Francisco Guevara




The links between the reigns of Moctezuma II (the 9th Aztec Tlatoani of Tenochtitlan), and Elizabeth I, Queen of England converge in an obscure mirror reflection. Between 1548 and 1550, John Dee, advisor and astrologer to Queen Elizabeth I, acquired an obsidian mirror, smuggled from an early shipment from the Americas to Hapsburg Europe. Dee, who according to scholars, “straddled a fine line” between “natural” and “demonic” magic, is also credited with the imperial vision of England, spurring the rise of the British Empire in the subsequent centuries. This mirror, now in permanent display at the British Museum’s Enlightenment Gallery, was frequently used as a scrying device for divination, to communicate with spirits and provide supernatural advice.

“Looking In the Mirror” is a series of obsidian and silver mirrors encrusted with precious gemstones, exploring different manifestations of ‘Empire’ as a superstitious fantasy of destruction and extermination. Thinking about the black mirror as an “inversive” medium and inspired both by the obsidian mirrors from the British Museum, and the descriptions from the codexes Yanhuitlan and Kingsborough, this series links Cartesian philosophy to the practices of knowledge destruction and looting, to produce divine imperial illusions. From the so-called “conquest” of the Americas, to the birth and expansion of the British Empire, including the ransacking practices of the Grand Tour and the creation of museums, mirrors have been present as a technology throughout the history of power.

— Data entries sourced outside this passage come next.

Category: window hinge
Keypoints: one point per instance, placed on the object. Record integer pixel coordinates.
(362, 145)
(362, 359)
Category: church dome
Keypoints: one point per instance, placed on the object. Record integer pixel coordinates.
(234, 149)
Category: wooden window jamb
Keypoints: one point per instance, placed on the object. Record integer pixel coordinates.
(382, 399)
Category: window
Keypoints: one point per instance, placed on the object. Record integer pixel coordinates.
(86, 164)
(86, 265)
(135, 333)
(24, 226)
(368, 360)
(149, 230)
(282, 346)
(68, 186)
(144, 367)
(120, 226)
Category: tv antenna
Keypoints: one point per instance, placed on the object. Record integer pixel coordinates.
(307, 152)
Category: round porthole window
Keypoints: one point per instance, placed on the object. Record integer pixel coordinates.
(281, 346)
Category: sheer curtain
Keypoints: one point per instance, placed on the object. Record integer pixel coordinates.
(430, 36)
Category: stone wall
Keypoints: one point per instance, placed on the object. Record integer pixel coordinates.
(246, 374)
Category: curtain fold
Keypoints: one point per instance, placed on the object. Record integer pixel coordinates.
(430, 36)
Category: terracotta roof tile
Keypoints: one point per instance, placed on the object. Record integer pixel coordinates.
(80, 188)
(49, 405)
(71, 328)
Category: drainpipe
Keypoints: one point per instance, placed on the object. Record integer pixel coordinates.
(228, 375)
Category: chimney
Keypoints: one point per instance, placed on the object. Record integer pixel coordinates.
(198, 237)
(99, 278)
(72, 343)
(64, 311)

Francisco Guevara is a visual artist, independent scholar, and founder of Arquetopia Foundation and International Artist Residencies based in Mexico, Peru and Italy. His experience spans more than 20 years of international artistic projects, curating and teaching, as well as multiple collective and solo exhibitions. He specializes in Levinasian ethics applied to the design of cross-cultural artistic projects, and the analysis of historiography and performativity in contemporary art practices. As a visual artist, Guevara investigates the historical construction of the differentiation processes, embodiment, and the concept of distortion through a wide range of artistic/historical mediums, including painting, installation, and metalsmith.